Travel Advisor Priorities Included in Year-End Government Spending Bill
Impacting Travel American Society of Travel Advisors (ASTA) Lacey Pfalz December 20, 2022

Following the late night passage of the Fiscal Year 2023 omnibus spending bill by the federal government on December 19, 2022, the American Society of Travel Advisors (ASTA) released a statement providing information on how it will positively impact travel advisors and the travel industry community as a whole.
The United States is currently the only G20 country in the world without a federal agency or cabinet-level official in charge of tourism policy.
The new spending bill includes the addition of an Assistant Secretary of Travel and Tourism within the U.S. Department of Commerce under its Visit America Act/Omnibus Travel and Tourism Act, something ASTA lobbied for this past summer during the ASTA Legislative Day when approximately 225 travel advisors and suppliers representing the organization shared their stories with Congress, leading the number of cosponsors for the bill to triple in the week to follow.

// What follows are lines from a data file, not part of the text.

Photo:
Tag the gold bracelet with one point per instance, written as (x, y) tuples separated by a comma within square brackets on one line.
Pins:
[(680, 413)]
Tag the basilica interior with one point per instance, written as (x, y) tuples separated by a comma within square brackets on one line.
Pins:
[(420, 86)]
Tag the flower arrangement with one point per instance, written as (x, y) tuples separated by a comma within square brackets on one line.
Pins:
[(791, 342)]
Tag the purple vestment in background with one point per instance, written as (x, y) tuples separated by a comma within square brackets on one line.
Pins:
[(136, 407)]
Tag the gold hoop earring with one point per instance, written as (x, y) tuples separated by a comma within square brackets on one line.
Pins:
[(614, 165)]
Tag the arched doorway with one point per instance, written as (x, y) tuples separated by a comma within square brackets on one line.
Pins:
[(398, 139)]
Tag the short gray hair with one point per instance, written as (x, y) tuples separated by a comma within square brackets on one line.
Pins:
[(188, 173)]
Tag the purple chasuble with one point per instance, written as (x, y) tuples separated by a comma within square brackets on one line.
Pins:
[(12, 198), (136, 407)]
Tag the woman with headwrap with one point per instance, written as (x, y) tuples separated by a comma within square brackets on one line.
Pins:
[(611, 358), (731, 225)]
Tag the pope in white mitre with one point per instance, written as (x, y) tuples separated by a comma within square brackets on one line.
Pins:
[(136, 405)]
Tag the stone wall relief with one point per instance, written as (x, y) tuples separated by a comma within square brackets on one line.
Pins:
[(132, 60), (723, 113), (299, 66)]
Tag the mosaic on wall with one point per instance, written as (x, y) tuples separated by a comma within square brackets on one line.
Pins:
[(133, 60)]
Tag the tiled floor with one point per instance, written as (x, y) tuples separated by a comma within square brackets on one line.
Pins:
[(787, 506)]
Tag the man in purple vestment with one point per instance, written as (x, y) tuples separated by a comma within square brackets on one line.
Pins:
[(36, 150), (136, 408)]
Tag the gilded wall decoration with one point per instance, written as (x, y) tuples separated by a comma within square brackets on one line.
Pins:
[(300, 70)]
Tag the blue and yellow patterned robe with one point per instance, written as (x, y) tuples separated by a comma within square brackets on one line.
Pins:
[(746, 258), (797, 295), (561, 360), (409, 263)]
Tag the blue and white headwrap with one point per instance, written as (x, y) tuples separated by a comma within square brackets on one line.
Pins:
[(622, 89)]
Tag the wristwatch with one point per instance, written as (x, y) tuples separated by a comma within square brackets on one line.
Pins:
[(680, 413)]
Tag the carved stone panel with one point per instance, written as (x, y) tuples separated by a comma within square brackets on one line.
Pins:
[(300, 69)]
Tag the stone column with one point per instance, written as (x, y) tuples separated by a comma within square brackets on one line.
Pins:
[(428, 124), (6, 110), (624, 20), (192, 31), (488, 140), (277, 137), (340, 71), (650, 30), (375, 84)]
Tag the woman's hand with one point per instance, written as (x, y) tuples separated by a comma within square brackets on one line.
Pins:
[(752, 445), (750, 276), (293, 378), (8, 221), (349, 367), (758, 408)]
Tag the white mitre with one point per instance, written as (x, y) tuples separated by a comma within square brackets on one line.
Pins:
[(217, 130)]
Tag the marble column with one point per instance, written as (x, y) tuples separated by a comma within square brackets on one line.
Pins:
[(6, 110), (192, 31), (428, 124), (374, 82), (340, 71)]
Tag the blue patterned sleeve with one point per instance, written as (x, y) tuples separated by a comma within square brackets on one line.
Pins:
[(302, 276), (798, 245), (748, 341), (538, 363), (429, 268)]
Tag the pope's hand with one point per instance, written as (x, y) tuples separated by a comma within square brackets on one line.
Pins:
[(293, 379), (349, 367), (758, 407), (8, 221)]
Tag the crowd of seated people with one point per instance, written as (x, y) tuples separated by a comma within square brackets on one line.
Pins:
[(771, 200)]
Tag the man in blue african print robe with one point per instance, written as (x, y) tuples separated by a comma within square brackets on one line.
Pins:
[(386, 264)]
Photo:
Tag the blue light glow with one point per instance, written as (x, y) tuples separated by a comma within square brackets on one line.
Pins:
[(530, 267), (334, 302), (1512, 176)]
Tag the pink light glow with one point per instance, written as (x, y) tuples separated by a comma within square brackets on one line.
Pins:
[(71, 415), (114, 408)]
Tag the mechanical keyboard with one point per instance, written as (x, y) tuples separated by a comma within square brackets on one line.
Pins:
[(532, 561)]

“During the COVID-19 pandemic, travel advisors had a front-row seat to the scattered nature of federal oversight of the travel industry. Contending with numerous federal agencies and ever-changing, and sometimes conflicting, rules regarding travel while struggling to keep their businesses alive put unnecessary and avoidable hardships on travel advisors,” said ASTA’s Executive Vice President of Advocacy, Eben Peck. “Creating a high-level leadership position within the federal government focused on travel industry concerns, as this legislation does, would protect the industry from unnecessary setbacks due to conflicting and confusing policy decisions in the future."
“Specifically, the legislation establishes an Assistant Secretary of Travel and Tourism within the U.S. Department of Commerce to provide high-level leadership, accountable to Congress, working effectively across federal agencies to develop and implement national strategies and policies that grow travel. Surprisingly, the U.S. is the only G20 country without a federal agency or cabinet-level official in charge of tourism policy. The bill would also require Commerce to develop and implement a COVID–19 public health emergency recovery strategy to assist the U.S. travel and tourism industry to quickly recover from the pandemic,” continued Peck.
The President of the United States has yet to sign the bill into law as of the morning of December 20, 2022.